Bonnie aligns herself~
I have learned that when I find myself out of my “happy place” it is always because I’m out of alignment. What does that mean exactly? Well, for me it means that I’m not tuned in to Who-I-Really-Am; that bigger part of my Self that is connected to Source (God, the Universe, Allah, whatever label you choose). The disconnect happens when I’m not aligned with that source of joy and inspiration (which is, in fact, our natural state). It’s easy to let myself slip out of alignment, all I have to do is focus on something negative or something that makes me feel bad and then I see some more stuff that makes me feel bad and then I notice something else negative that I hadn’t noticed before,…and so it goes.
Start the night before: As you put yourself to bed find things in your immediate vicinity (your bed, your pillow, your sheets) to direct your appreciation toward. Set your intention to sleep well and to awaken refreshed.
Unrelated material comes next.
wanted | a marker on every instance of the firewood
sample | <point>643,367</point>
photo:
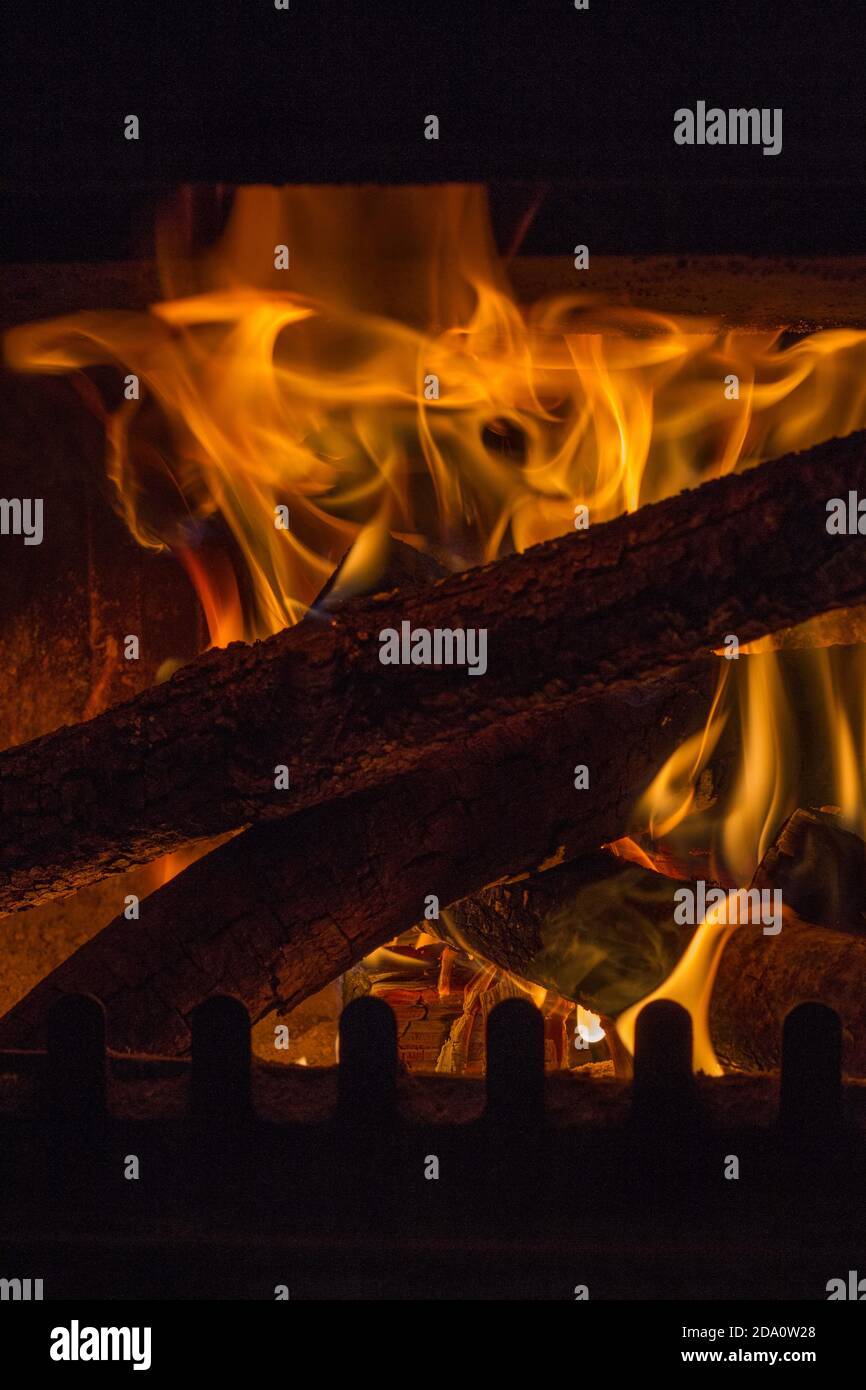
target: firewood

When you wake up lie there for 5 minutes and think about some more things you appreciate.
After you’ve washed and eaten, sit for 15 minutes and quiet your mind. Allow resistance to fall away and feel your vibration rise.
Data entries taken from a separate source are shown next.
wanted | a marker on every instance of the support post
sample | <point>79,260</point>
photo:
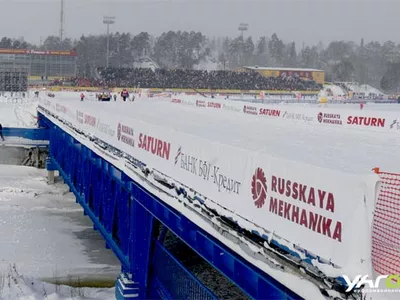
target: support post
<point>133,283</point>
<point>50,167</point>
<point>50,177</point>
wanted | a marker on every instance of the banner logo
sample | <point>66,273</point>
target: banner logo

Open your eyes and sit for 5 or 10 minutes writing a list of things you appreciate about your life.
That’s it. 30 minutes or less and I’m feeling good again. It’s all about choosing a positive point of attraction which not only yields to me activities and rendezvous with good feeling people, places, and things – but my ability to experience the delicious depth of them will be dramatically enhanced. “Getting yourself feeling good before you take any action is always the best process; and when you do not feel good, you cannot be inspired to any action that will solve the problem”. – Abraham
Jacquie knows it’s right where it’s always been~
I think I discovered the secret to my happy place a long time ago when I was a typical angst-ridden emo 17 year old living in Paris and dealing with loss, loneliness and betrayal. I spent a lot of time writing poetry…and teaching myself how to knit and crochet and design my own pieces. By focusing my attention on something positive and pleasurable, I found I was able to let go of the issues that were the cause of my unhappiness. For me, being actively creative is a form of meditation, and it allows me to stay connected to my true Self by providing plenty of time for reflection. This is the poem I wrote as a melodramatic teenager. I think the sentiment, though perhaps a little over-wrought, still rings true.
I hate to look forward
Because all I see is pain
And pressure and loneliness
And a hurt I can’t explain.
I’m living in a fairy tale
Without the magic wand.
This one’s filled with blackened dreams
That I can’t see beyond.
So by myself I’ve learned to move
And pass my time with me
When those around are cruel and dark
I’m my best company.
We are responsible for our own happiness. It’s up to us individually to find out the best way to stay in tune, or, as Bonnie put it, stay in alignment. The only way to do this is to regularly shut out all the noise that can cloud your judgment and distract you from your goals. When you feel that confidence returning, only then can you feel balanced and ready to tackle the next hurdle calmly, with a smile and an open heart.